La peur du vide. Inexistant et impuissant quatre-vingt-dix minutes durant dans un Stade olympique de Munich glacial, Arsenal, distancé en Premier League et malmené en Cup, vacille à l´issue du premier acte d´un huitième de finale face au Bayern où Henry et les siens entrevoient le gouffre d´une saison sans trophée...

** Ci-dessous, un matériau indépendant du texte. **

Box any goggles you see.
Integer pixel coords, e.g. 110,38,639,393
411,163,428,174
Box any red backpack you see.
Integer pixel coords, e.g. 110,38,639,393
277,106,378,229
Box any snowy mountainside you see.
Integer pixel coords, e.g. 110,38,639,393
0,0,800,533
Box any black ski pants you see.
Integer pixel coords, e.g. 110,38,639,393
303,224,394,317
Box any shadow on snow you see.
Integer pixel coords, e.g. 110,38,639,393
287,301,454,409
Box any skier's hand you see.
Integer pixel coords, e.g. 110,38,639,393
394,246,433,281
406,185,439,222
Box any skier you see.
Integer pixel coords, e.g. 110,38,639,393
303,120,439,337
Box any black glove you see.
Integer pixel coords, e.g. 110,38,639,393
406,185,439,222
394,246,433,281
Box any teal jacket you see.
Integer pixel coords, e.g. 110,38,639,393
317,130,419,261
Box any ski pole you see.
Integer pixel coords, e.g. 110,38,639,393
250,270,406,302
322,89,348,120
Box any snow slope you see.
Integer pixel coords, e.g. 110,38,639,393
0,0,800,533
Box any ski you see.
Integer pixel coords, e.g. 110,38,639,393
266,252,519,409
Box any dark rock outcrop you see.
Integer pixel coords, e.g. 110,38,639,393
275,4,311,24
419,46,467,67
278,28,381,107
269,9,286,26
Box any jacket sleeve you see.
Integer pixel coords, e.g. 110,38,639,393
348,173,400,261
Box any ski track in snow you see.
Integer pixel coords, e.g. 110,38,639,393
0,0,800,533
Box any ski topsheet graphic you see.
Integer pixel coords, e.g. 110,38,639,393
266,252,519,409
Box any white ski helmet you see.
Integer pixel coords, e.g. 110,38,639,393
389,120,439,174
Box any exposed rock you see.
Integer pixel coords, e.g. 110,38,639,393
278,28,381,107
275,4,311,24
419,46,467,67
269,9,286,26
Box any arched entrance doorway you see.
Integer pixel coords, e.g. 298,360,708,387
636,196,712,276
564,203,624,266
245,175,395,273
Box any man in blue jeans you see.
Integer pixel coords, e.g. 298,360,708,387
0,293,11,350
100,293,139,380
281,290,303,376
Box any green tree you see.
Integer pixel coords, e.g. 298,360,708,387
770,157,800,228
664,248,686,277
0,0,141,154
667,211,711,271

Face à ce Bayern façonné à la rigueur de Felix Magath, les Gunners vivaient une entame de match catastrophique. Dominés dans chaque secteur de jeu, abandonnant duel sur duel, les joueurs d´Arsène Wenger, contraint d´aligner une charnière Cygan-Touré sans grands repères en l´absence de la poutre Sol Campbell, se retrouvent réduits à un rôle de sparring-partner. Patrick Vieira, chef de file d´une colonie française forte de cinq, puis six éléments ( Henry, Pires, Clichy, Cygan, Flamini), ne peut alors que constater l´étendue des dégâts.
Le cauchemar de Lehmann
Concrétisés au tableau d´affichage par cet avantage pris par les Bavarois dès le coup d´envoi ou presque suite à ce long dégagement d´Oliver Kahn sur lequel Touré, d´une tête maladroite en retrait, lançait idéalement Claudio Pizarro. Le Péruvien se présentait seul face à Jens Lehmann à la hauteur de son défenseur central ivoirien ( 1-0, 3e). A l´autre extrémité du terrain, Oliver Kahn, l´ennemi intime de Lehmann, pouvait exulter...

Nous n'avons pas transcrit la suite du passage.